Java Native I/O: Ditching JNI for Raw Speed

I still have nightmares about JNI. Actually, let me back up—back in 2018, I had to wrap a C library for a high-frequency trading platform. I spent three weeks writing boilerplate C++, fighting with javac -h, and debugging segfaults that would silently crash the entire JVM without a stack trace. It was miserable. I swore I’d never touch native interop again unless my job depended on it.

Well, it’s 2026, and I’m breaking that promise. But this time, it’s actually… sane. If you’ve been ignoring Project Panama because you thought “I don’t need native access,” you might want to reconsider. With the Foreign Function & Memory (FFM) API now fully mature in JDK 25, we can finally talk to the OS directly—specifically Linux’s io_uring—without writing a single line of C. And the performance difference isn’t just a rounding error. It’s ridiculous.

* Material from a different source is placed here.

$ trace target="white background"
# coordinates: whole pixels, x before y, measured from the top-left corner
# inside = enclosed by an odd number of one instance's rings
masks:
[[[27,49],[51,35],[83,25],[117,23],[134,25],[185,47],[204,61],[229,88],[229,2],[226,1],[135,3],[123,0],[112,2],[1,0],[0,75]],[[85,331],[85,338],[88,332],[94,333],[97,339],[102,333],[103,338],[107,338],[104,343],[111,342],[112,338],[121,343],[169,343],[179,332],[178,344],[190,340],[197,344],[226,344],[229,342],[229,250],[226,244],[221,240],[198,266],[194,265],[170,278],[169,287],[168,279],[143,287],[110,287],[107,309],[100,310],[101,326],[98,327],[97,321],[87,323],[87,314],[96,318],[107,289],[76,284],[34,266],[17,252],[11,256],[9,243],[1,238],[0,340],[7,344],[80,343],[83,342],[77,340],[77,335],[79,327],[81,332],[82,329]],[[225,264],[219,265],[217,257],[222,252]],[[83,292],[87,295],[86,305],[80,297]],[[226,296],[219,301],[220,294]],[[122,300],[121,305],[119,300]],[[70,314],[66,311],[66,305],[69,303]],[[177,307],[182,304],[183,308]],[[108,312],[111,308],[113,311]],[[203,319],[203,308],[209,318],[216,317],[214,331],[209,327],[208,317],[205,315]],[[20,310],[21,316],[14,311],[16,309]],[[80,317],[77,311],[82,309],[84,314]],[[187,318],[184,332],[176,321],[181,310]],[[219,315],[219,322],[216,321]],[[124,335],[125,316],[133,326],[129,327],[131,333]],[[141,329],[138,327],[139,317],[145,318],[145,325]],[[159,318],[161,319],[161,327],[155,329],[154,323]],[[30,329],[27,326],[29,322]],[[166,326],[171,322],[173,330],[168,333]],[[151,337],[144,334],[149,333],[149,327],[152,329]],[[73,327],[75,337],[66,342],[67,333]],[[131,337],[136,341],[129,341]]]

Why NIO Isn’t Enough Anymore

Don’t get me wrong, Java NIO (New I/O) is fine. Selector and ByteBuffer have served us well for decades. Netty built an empire on them. But under the hood, the JDK’s implementation on Linux is still largely relying on epoll. And that requires syscalls. Lots of them. You make a syscall to add a file descriptor, another to wait for events, another to read data. Every context switch costs CPU cycles.

Then there’s io_uring. It sets up a shared memory ring buffer between the kernel and your application. You push a request onto the submission queue, the kernel picks it up, does the work, and drops the result in the completion queue. No syscall overhead for every single operation. Until recently, accessing this from Java meant using JNI or JNA, which added enough overhead to negate the benefits. Now, we can map that ring buffer directly into Java’s memory space using the FFM API.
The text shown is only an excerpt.